Europe's economies -- hence, Europe's markets -- have had a tough go-of-it over the last several years, despite central bankers making historic efforts to revivify the region. The U.S., by comparison, has been a raging success (despite the fact that, for investors at least, the post-financial-crisis U.S. recovery is much untrusted and much unloved).
Let's look at U.S. and European stock performances over several years. The S&P 500 Index returned 12.6 percent annually during the five-year period from January 2011 to December 2015 (including dividends), while the MSCI Europe Index returned just 4.5 percent annually over the same period.
Despite European stocks’ disappointing performance, investors finally seemed willing to bet on brighter days for Europe last year. According to Bloomberg News, investors threw $123 billion at European stocks in 2015 alone.
But since then, European stocks have repaid investors’ courage with more pain. The S&P 500 is up 6.1 percent this year through Monday, while MSCI Europe is down 6.4 percent. Poof! Just like that, courage is now in short supply again. Investors have pulled $22 billion from European stocks since the Brexit referendum on June 23.
Before calling for more courage -- and more emotional and intellectual discipline -- let’s cut investors some slack. There are reasons to prefer U.S. stocks to European stocks. For one, the fundamentals are stronger in the U.S. Yes, profitability has deteriorated both in the U.S. and in Europe, but the comparison ends there.
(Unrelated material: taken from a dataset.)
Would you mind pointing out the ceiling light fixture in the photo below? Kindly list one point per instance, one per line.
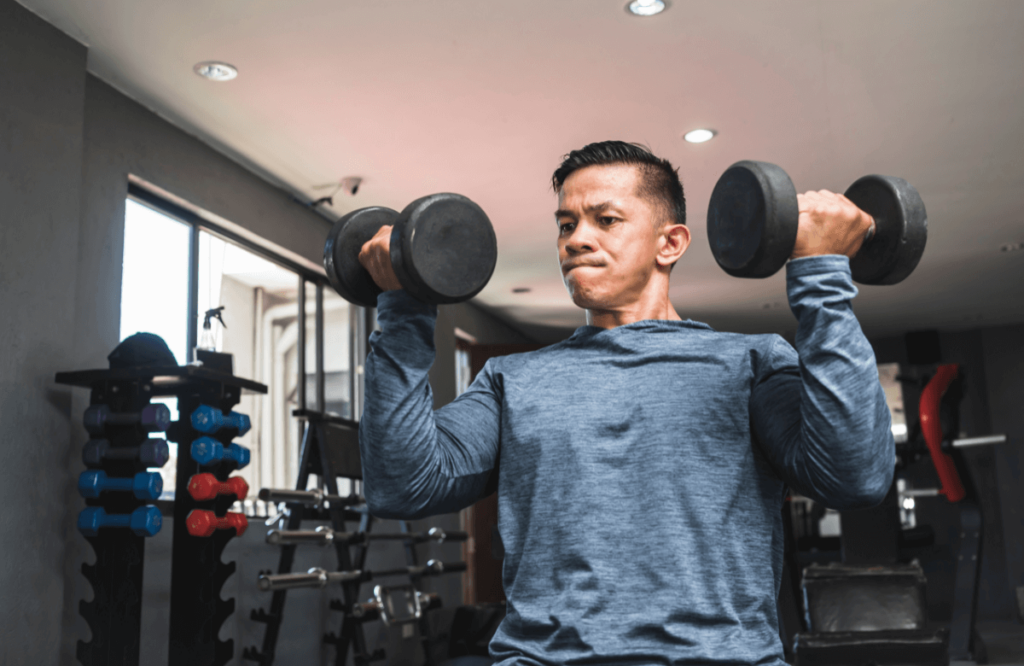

Europe’s corporate earnings have been suffering longer and harder. Return on common equity for the S&P 500, for example, is down 21 percent from its peak in the fourth quarter of 2013, whereas ROE for MSCI Europe is down 53 percent from its peak in the second quarter of 2011. Also, European companies are half as profitable today as U.S. companies. ROE is currently 12 percent for the S&P 500, whereas ROE for MSCI Europe is only 6.6 percent.
The trend, too, is more a friend of the U.S. than Europe. The S&P 500 is 6.4 percent above its 200-day moving average, whereas MSCI Europe is 1.1 percent below its 200-day moving average. (A market price that is above its multi-day moving average is considered a bullish sign, whereas a price that is below its moving average is considered a bearish sign.)
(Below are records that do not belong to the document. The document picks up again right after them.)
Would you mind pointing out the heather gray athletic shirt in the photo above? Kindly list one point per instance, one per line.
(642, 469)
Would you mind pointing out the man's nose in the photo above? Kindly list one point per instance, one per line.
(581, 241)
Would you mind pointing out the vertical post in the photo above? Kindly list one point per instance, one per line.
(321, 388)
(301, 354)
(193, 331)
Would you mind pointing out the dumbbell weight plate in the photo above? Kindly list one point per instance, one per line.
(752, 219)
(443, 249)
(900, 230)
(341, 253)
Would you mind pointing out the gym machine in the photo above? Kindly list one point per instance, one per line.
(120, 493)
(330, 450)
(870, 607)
And with those observations, my sympathies for investors who are abandoning Europe come to an end.
Those same investors should ask themselves whether the U.S. and Europe’s recent fortunes are cyclical or signs of something longer lasting. Sure, there are problems in Europe that could point to continued weakness -- among them seemingly ineffectual stimulus, Brexit, and teetering Italian banks -- but this is where longer-term data can ward off recency bias.
The MSCI Europe Index has had an average ROE of 11.4 percent since 1995 (the longest period for which data is available). In that period, MSCI Europe’s ROE has climbed as high as 19.1 percent and has fallen as low as 2.4 percent. Most importantly, it has returned to its average ROE six times, which is approximately once every four years on average.
Now consider the same stats for the S&P 500, which has had an average ROE of 13 percent since 1990 (the longest period for which data is available). In that period, the S&P 500’s ROE has climbed as high as 18.6 percent and has fallen as low as 2.9 percent. It has returned to its average ROE six times, which is approximately once every four and a half years on average.
By those lights, the U.S. and Europe don’t seem so different after all. There's one crucial difference, however: The U.S. and Europe are at very different points in their respective cycles.
Despite its downward trend, U.S. profitability still hovers near its long-term average -- which implies that U.S. profitability has plenty of room to fall. But Europe’s profitability is nearly half its long-term average -- which implies that most of the financial pain there is in the rear view mirror.
It’s possible, of course, that earnings cycles are things of the past and that the investing climate is truly different this time. Then again, when it comes to markets and investing and a fundamental, data-driven analysis, the more things change the more they stay the same.
This column does not necessarily reflect the opinion of Bloomberg LP and its owners.